Blog Post

No Financial Meltdown

Intel suffered only minimal pain in the stock market following revelations about the ‘Meltdown’ hardware vulnerability. But if the market won’t compel providers to ensure the safety of their hardware, what will?

By: , and Date: January 15, 2018 Topic: Innovation & Competition Policy

On January 3, it became public that almost all microprocessors that Intel has sold in the past 20 years would allow attackers to extract data that are not supposed to be accessible. This hardware vulnerability termed “Meltdown” is depicted as one of the largest security flaws in recent chip designs.

Financial markets were relatively unimpressed with the news; Intel’s stock price fell initially by 5% but stabilised afterwards. This contrasts sharply with the Volkswagen diesel scandal of 2015, which saw the car company’s value fall by almost 40% within a week. The two cases have more differences than similarities, but the striking resilience of Intel’s market valuation to the revelation that most Intel CPUs are vulnerable to specific attacks raises an interesting question:

Do hardware providers have sufficient incentives to make sure their products are as safe as possible?

Intel – having been made aware of the flaw more than six months ago – was able to provide guidance in how to address this security problem, so that patches to millions of computers could be rolled out. However, it is the providers of operation systems (such as Microsoft in the case of Windows) that provided these patches and that have to bear substantial cost.

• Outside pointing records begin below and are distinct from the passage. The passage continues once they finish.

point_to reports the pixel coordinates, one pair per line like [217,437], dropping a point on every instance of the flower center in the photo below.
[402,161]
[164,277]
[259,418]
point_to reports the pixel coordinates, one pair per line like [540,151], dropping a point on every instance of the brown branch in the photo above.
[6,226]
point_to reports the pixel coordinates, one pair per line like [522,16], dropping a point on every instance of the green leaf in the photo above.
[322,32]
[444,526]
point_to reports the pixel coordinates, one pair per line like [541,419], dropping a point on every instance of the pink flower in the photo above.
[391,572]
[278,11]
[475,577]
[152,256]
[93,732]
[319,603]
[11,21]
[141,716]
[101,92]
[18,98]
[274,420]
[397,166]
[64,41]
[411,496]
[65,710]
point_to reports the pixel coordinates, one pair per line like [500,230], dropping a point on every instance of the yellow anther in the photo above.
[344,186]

We have already learned about the incompatibility of the original patch with AMD-processors or certain standard antivirus software. Administrators of complex IT infrastructures in particular will have to expend substantial resources on testing and adapting any patch on their critical hardware. Moreover, to date it remains unclear how severe the implications for processor performance are. As the security flaw lies in a feature to increase a processor’s computing power, modifying this feature could cost speed. First reports do not agree over the expected performance losses: some expect significant speed reductions, while Intel and Google claim that effects will most likely be minimal.

However, the reaction of the stock market suggests that Intel will not be held fully accountable for this incident, therefore will not have to bear the full cost of the flaws in its processors. This is somewhat worrisome, as it indicates that producers of essential IT hardware seem not be incentivised by the stock market to provide secure products, while the costs of the flaws in their products have to be paid by others.

Intel’s domination in the market of desktop and server processors could partly explain the gentle reaction of its stock. In a more competitive market, consumers would have more product choices and consequences for Intel would have been more severe. In contrast to Intel’s case, the stark drop of Volkswagen’s stock price could be explained – among other factors – by the more competitive market environment.

The question, however, of whether more competition in the processor market would have prevented a flaw such as “Meltdown” remains very much disputed. It is unlikely that higher investments by Intel, induced by stronger competition, would have prevented “Meltdown” – which has remained undetected by the entire chip industry for 20 years.

The most worrying aspect of the Intel case remains, though, the implication that providers of essential hardware might have more to lose from continuously searching for problems that do not exist, than from occasionally failing to spot a potential threat.